It’s a good thing we know nothing about Pennywise The Dancing Clown

There’s a scene in Stephen King’s It—the book—where the Losers’ Club creates a “smoke hole,” a method by which Native Americans were said to have visions. In doing so, two of the characters witness an age-old Derry and the arrival of something overwhelming and indescribable: an evil from Outside Of Everything that awaits the arrival of Man. It’s the closest thing to an origin story we ever get for It, and the scene’s opaqueness has long captivated readers who love the idea of It being ancient in a Lovecraftian kind of way.

We didn’t get that scene in the 1990 miniseries, nor did we get it in this year’s big-screen adaptation. To do so would only muddy an already complicated narrative—there’s a reason the book’s longer than 1,000 pages—so it’s probably a good thing overall, but there is an ineffability to the whole thing that’s always given the beast behind Pennywise some added oomph.

It’s this kind of foggy elusiveness in horror that Karsten Runquist argues for in his latest video essay, which aims to explore just why Pennywise is such a great monster. While he doesn’t touch on the clown’s primordial origins, he does touch on how every version of the story has embraced the monster’s mystery, which only serves to inflame the breadth of its horror.

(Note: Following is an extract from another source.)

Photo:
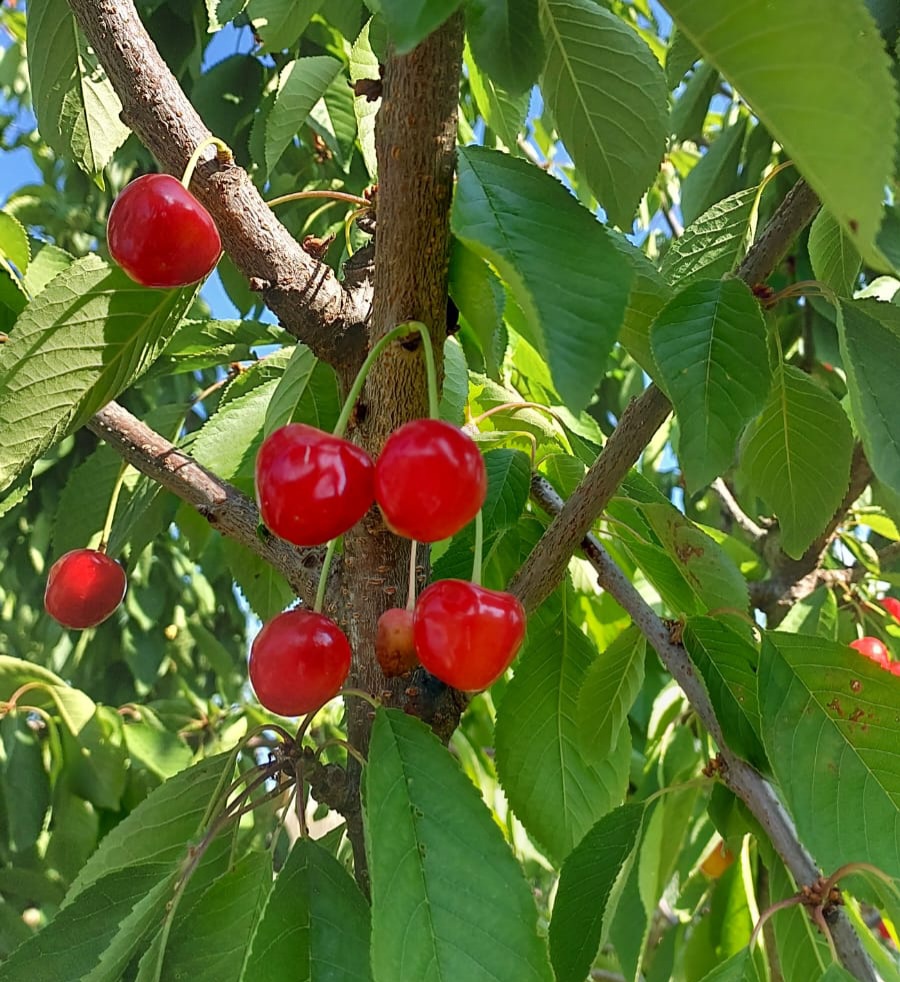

In doing so, he also offers up a logical answer for just why exactly we find clowns so scary (though, granted, there are multiple answers to that one). You have to admit: There is something a touch untrustworthy about anyone who would put on a costume to make themselves seem happier. That said, our sympathies still lie with the good clowns out there. You know who you are, and we know you don’t live in sewers.